Melody Ruch is the mother of K.G., who was born in 2004 with several mental and physical disabilities that limit her to nonverbal communication. K.G. was enrolled in the New Augusta North Public Academy from October 2015 to January 2016, when school employees provided the child with special assistance including changing her diapers. Morgan Smith, an instructional assistant at the school, sexually abused K.G. while changing her diaper, but Ruch did not witness the abuse or learn about it for another two years.
In August 2019, Ruch sued Smith, the academy and the Pike Township school corporation individually and on behalf of K.G., alleging negligence resulting in emotional distress, the loss of Ruch’s ability to care for K.G. and the expenses of placing K.G. in a chronic care home. Pike Township and the academy moved for summary judgment, arguing Ruch could not recover for emotional trauma, and the Marion Superior Court granted summary judgment as to all claims Ruch brought individually.
On appeal, Ruch acknowledged she was not entitled to relief under the traditional “impact rule,” the modified impact rule laid out in Shuamber v. Henderson, 569 N.E.2d 452 (Ind. 1991), or the bystander rule laid out in Groves v. Taylor, 729 N.E.2d 569 (Ind. 2000). Instead, she urged the Court of Appeals “to adopt a bright-line rule in cases ‘where the tort will never happen if there is a witness, and emotional distress is a veritable certainty even though the wrong was not witnessed[.]’”
“However, we rejected a similar claim in Perkins v. Stesiak, 968 N.E.2d 319 (Ind. Ct. App. 2012), trans. denied., where a grandmother sued her attorney for legal malpractice because he did not file suit alleging negligent infliction of emotional distress against the school district after her grandson was abused by a teacher’s assistant,” Judge Melissa May wrote in a Wednesday opinion.
“We held the attorney did not commit malpractice because, as a matter of law, the grandmother could not recover for her emotional distress under the modified impact rule or the bystander rule,” May wrote. “In accordance with Perkins, we decline to expand a tortfeasor’s liability for the intentional infliction of emotional distress beyond the traditional impact rule, the modified impact rule, and the bystander rule.”
Likewise, Ruch’s argument under Article 1, Section 12 of the Indiana Constitution failed.
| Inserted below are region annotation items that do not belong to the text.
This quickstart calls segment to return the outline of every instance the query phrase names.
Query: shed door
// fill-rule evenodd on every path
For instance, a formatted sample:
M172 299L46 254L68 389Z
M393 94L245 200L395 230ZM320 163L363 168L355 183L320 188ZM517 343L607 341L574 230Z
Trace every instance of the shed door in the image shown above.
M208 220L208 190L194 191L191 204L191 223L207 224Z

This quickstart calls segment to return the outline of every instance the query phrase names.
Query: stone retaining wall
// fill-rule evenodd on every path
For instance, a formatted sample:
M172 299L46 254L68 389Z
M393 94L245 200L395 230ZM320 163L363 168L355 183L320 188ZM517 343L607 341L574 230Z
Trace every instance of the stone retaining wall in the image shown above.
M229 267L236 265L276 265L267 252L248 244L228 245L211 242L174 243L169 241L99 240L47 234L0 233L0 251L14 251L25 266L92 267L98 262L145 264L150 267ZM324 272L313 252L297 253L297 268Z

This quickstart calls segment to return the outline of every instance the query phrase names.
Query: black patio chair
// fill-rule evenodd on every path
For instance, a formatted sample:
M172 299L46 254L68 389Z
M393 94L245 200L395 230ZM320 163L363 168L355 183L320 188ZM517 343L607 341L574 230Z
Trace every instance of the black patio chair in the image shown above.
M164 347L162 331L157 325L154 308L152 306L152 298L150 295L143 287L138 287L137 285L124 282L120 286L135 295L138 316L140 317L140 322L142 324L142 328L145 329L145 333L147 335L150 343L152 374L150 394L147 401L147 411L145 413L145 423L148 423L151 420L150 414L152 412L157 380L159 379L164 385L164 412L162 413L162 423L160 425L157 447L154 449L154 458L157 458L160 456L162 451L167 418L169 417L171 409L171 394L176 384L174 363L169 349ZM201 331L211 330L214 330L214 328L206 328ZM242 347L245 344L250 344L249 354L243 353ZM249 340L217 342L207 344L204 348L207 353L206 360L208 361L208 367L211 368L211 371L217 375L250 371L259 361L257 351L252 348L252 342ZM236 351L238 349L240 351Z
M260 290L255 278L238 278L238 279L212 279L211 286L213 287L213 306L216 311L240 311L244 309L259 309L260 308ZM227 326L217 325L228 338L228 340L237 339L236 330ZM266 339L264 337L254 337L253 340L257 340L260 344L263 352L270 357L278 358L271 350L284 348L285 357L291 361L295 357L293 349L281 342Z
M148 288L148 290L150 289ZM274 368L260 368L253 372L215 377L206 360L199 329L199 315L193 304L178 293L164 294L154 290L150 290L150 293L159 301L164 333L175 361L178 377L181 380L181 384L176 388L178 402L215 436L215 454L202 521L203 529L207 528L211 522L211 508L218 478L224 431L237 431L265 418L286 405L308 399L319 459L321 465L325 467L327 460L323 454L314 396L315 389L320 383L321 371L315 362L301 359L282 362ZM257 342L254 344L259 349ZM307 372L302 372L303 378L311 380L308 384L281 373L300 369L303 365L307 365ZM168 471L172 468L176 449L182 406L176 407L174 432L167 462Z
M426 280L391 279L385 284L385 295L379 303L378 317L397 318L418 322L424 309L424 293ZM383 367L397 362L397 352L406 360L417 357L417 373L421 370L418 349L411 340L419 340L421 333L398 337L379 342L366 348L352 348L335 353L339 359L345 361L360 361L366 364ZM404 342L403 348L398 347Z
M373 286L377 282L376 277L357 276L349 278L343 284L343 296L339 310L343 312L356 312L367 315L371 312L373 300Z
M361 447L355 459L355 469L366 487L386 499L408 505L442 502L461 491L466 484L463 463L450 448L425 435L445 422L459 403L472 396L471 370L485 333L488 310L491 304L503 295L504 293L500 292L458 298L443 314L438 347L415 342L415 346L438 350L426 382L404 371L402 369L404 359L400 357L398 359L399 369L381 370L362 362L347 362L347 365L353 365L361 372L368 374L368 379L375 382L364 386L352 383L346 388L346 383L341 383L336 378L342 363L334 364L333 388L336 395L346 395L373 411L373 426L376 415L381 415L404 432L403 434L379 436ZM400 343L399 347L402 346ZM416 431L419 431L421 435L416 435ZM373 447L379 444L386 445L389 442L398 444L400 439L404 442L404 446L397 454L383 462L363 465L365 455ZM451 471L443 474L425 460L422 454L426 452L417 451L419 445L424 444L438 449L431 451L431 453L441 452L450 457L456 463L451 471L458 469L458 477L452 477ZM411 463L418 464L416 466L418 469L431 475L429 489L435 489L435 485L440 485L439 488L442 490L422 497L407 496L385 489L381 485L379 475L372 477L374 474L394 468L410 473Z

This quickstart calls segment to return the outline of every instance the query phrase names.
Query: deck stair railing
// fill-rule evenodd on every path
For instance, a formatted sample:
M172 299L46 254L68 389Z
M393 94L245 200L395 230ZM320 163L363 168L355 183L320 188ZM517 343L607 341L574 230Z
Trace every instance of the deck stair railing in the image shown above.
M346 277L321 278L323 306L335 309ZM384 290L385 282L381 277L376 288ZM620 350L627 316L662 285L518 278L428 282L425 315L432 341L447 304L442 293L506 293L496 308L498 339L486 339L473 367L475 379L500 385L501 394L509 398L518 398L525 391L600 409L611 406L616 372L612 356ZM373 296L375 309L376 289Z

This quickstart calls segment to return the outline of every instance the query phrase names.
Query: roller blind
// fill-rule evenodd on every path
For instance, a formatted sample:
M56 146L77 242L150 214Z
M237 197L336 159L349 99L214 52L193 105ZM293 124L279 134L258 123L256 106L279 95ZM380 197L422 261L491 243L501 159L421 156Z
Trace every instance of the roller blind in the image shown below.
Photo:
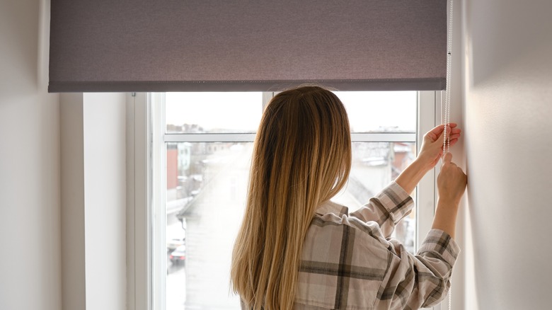
M443 0L52 0L50 92L444 88Z

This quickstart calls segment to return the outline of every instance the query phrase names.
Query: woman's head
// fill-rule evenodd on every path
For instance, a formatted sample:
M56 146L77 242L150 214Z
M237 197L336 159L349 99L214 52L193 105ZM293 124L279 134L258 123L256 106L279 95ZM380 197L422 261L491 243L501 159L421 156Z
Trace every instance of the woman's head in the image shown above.
M232 254L234 290L249 307L292 308L314 211L343 188L350 166L348 118L335 94L309 86L270 101L257 132Z
M289 185L307 183L318 192L318 203L345 184L351 164L349 120L331 91L307 86L277 94L266 107L257 136L253 165L265 169L267 180L294 175Z

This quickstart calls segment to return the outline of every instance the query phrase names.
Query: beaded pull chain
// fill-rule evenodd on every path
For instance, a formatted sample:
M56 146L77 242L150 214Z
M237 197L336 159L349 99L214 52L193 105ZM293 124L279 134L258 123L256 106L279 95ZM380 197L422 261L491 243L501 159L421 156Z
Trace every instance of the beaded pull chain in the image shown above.
M451 93L451 67L452 67L452 0L450 0L449 11L449 29L447 45L447 90L444 98L444 130L443 135L443 156L450 150L450 132L448 132L447 127L450 123L450 93ZM449 289L449 310L452 309L452 284Z
M444 96L444 134L443 134L443 156L450 150L450 132L447 132L447 127L450 123L450 80L451 67L452 67L452 0L450 0L449 12L449 29L447 45L447 90Z

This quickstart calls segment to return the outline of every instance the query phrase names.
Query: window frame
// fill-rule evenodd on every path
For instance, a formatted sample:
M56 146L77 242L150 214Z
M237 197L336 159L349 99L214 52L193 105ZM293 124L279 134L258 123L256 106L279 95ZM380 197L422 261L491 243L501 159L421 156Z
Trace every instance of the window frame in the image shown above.
M417 133L352 133L354 142L415 142L417 151L423 134L441 123L442 91L418 92ZM274 93L263 93L263 108ZM166 134L164 94L132 93L127 96L127 305L137 310L165 309L166 259L163 253L165 229L165 167L166 142L253 142L255 134ZM415 248L431 229L439 168L427 173L417 187ZM154 207L154 206L156 206ZM422 236L422 238L420 238ZM158 241L158 242L155 242ZM154 253L157 253L155 255ZM161 275L161 276L159 276ZM153 289L158 287L159 289ZM445 309L445 299L442 302ZM440 310L441 304L433 307Z

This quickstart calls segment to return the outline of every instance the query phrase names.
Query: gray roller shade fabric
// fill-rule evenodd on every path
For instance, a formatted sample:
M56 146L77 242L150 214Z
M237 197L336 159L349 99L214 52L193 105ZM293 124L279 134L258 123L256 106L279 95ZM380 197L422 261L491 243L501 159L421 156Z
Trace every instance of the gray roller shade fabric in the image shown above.
M50 92L442 90L444 0L52 0Z

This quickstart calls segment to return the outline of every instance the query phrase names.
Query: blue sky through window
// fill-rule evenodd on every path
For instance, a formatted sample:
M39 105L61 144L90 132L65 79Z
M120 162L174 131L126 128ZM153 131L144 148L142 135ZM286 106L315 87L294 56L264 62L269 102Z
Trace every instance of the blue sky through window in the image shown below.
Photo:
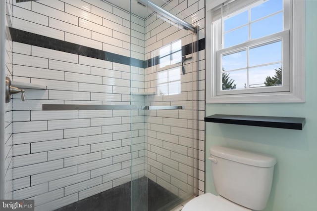
M283 31L283 0L267 0L235 16L225 17L223 47ZM245 88L248 79L249 87L264 86L266 77L274 76L275 69L282 67L282 42L250 48L249 52L244 49L223 55L221 59L222 67L235 80L237 89Z

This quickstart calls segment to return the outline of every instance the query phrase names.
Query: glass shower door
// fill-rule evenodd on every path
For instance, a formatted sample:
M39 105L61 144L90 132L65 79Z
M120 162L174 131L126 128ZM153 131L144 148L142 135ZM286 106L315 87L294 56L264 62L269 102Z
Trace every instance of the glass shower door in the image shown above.
M187 17L176 1L159 6ZM138 107L131 132L136 135L137 129L139 135L131 134L132 210L170 210L194 195L196 186L196 35L145 2L146 64L138 69L144 73L144 87L131 87L136 92L132 103ZM136 30L131 25L131 35ZM132 58L134 53L131 47Z

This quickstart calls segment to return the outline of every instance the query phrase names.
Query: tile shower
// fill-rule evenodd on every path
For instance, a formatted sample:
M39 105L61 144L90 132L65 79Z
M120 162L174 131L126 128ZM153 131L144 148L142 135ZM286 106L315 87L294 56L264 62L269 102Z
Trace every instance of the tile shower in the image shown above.
M53 210L144 177L183 200L203 193L204 1L168 5L195 15L196 38L155 12L144 19L106 1L18 1L6 2L6 75L47 88L5 105L5 198ZM166 47L193 57L185 75L181 60L164 60ZM130 103L139 108L42 110Z

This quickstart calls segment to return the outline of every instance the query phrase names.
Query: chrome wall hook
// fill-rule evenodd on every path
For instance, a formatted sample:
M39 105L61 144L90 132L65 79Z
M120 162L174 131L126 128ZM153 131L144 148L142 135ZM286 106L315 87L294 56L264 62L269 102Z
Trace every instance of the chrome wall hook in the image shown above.
M8 103L11 100L11 94L21 92L22 101L25 101L25 95L24 95L24 89L20 89L18 87L11 85L11 80L9 77L5 77L5 103Z

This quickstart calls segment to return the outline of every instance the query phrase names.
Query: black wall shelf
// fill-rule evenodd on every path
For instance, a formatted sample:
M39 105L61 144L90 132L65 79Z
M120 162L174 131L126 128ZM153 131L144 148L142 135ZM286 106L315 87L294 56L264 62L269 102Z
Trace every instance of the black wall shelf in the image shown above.
M214 114L205 117L205 122L302 130L305 118Z

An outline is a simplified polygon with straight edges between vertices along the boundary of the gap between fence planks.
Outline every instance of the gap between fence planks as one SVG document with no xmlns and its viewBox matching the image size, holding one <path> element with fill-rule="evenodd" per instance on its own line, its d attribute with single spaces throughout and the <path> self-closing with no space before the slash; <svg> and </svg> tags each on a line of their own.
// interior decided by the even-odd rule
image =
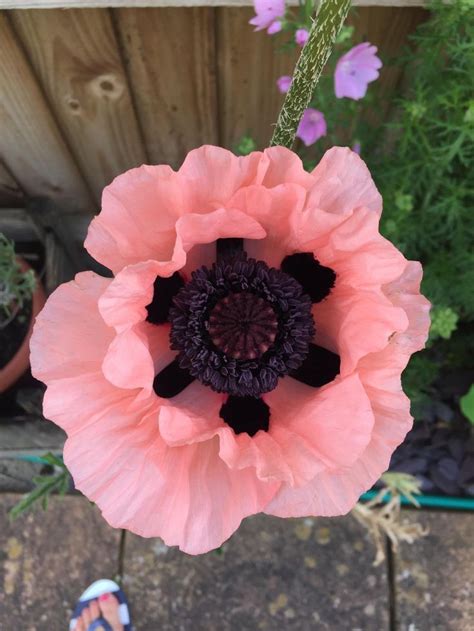
<svg viewBox="0 0 474 631">
<path fill-rule="evenodd" d="M 0 206 L 22 206 L 23 191 L 8 169 L 0 162 Z"/>
<path fill-rule="evenodd" d="M 146 162 L 109 11 L 14 11 L 12 21 L 96 202 Z"/>
<path fill-rule="evenodd" d="M 252 0 L 0 0 L 0 9 L 70 9 L 88 7 L 242 7 Z M 298 0 L 290 0 L 298 6 Z M 422 7 L 426 0 L 353 0 L 354 6 Z"/>
<path fill-rule="evenodd" d="M 26 194 L 90 208 L 86 185 L 2 13 L 0 51 L 0 160 Z"/>
<path fill-rule="evenodd" d="M 150 160 L 176 168 L 190 149 L 218 144 L 214 10 L 114 16 Z"/>
<path fill-rule="evenodd" d="M 292 74 L 299 51 L 281 53 L 265 32 L 253 33 L 250 8 L 220 8 L 216 14 L 222 144 L 232 149 L 249 134 L 264 149 L 283 102 L 276 80 Z"/>
</svg>

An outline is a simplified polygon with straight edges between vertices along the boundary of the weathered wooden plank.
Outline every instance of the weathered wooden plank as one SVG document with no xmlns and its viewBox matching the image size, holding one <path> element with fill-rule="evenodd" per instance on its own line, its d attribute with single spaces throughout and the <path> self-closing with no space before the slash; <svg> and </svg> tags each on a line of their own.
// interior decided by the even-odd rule
<svg viewBox="0 0 474 631">
<path fill-rule="evenodd" d="M 291 75 L 297 51 L 280 53 L 265 32 L 254 33 L 252 9 L 217 9 L 217 59 L 221 141 L 233 147 L 244 134 L 269 145 L 283 102 L 275 85 Z"/>
<path fill-rule="evenodd" d="M 151 161 L 176 167 L 216 144 L 213 9 L 120 9 L 116 19 Z"/>
<path fill-rule="evenodd" d="M 252 0 L 0 0 L 3 9 L 59 9 L 87 7 L 242 7 Z M 289 0 L 298 5 L 298 0 Z M 426 0 L 353 0 L 355 6 L 421 7 Z"/>
<path fill-rule="evenodd" d="M 87 208 L 90 194 L 7 16 L 0 13 L 0 160 L 27 195 Z"/>
<path fill-rule="evenodd" d="M 0 207 L 21 206 L 24 194 L 8 169 L 0 162 Z"/>
<path fill-rule="evenodd" d="M 474 515 L 412 511 L 429 529 L 395 555 L 398 631 L 472 631 L 474 628 Z"/>
<path fill-rule="evenodd" d="M 110 13 L 14 11 L 12 20 L 99 202 L 116 175 L 146 162 Z"/>
<path fill-rule="evenodd" d="M 355 27 L 355 41 L 368 41 L 379 48 L 383 60 L 396 59 L 408 36 L 428 18 L 428 11 L 422 8 L 372 7 L 360 8 L 350 14 L 349 23 Z M 380 96 L 382 107 L 377 111 L 365 109 L 365 116 L 373 122 L 381 122 L 393 104 L 394 90 L 403 74 L 403 66 L 383 67 L 380 78 L 369 89 Z"/>
</svg>

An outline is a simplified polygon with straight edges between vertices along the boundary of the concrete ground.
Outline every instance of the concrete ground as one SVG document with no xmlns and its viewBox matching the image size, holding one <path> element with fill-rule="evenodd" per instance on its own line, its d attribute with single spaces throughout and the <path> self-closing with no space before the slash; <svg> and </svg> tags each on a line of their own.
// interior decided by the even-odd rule
<svg viewBox="0 0 474 631">
<path fill-rule="evenodd" d="M 10 522 L 35 472 L 11 456 L 62 439 L 49 423 L 0 425 L 0 631 L 66 631 L 97 578 L 122 583 L 136 631 L 474 631 L 473 514 L 407 511 L 428 536 L 378 567 L 350 516 L 252 517 L 200 557 L 113 530 L 77 495 Z"/>
<path fill-rule="evenodd" d="M 116 578 L 137 631 L 472 631 L 474 518 L 414 512 L 430 534 L 373 567 L 352 518 L 245 520 L 200 557 L 110 528 L 85 498 L 10 523 L 0 495 L 0 629 L 65 631 L 80 592 Z"/>
</svg>

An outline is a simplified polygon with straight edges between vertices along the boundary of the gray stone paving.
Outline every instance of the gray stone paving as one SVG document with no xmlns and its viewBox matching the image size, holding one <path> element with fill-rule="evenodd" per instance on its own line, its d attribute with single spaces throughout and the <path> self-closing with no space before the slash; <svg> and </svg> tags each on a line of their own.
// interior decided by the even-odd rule
<svg viewBox="0 0 474 631">
<path fill-rule="evenodd" d="M 142 596 L 141 631 L 387 629 L 387 572 L 373 554 L 350 517 L 260 515 L 220 554 L 128 536 L 124 586 L 133 602 Z"/>
<path fill-rule="evenodd" d="M 474 631 L 469 513 L 410 511 L 430 534 L 401 546 L 391 574 L 350 517 L 253 517 L 191 557 L 130 533 L 121 551 L 78 495 L 10 522 L 20 497 L 0 493 L 1 631 L 66 631 L 80 592 L 120 572 L 136 631 Z"/>
<path fill-rule="evenodd" d="M 410 512 L 429 534 L 395 556 L 399 631 L 474 631 L 474 514 Z"/>
</svg>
Citing McIntosh v. Melroe Co., a Div. of Clark Equip. Co., Inc., 729 N.E.2d 972, 979 (Ind. 2000), May wrote, “[i]f the law provides no remedy, [Article 1,] Section 12 does not require that there be one.”
However, the appellate panel partially reversed the grant of summary judgment after finding a trial court error.
“The School Defendants were entitled to summary judgment on Ruch’s claims for emotional damages, but the School Defendants did not seek summary judgment on Ruch’s claims for economic damages,” May concluded. “Therefore, we reverse that portion of the trial court’s order and remand the case for further proceedings.”
The case is K.G., by her Parent and Next Friend, Melody Ruch, and Melody Ruch, Individually v. Morgan Smith, New Augusta North Public Academy, and Metropolitan School District of Pike Township, 20A-CT-1802.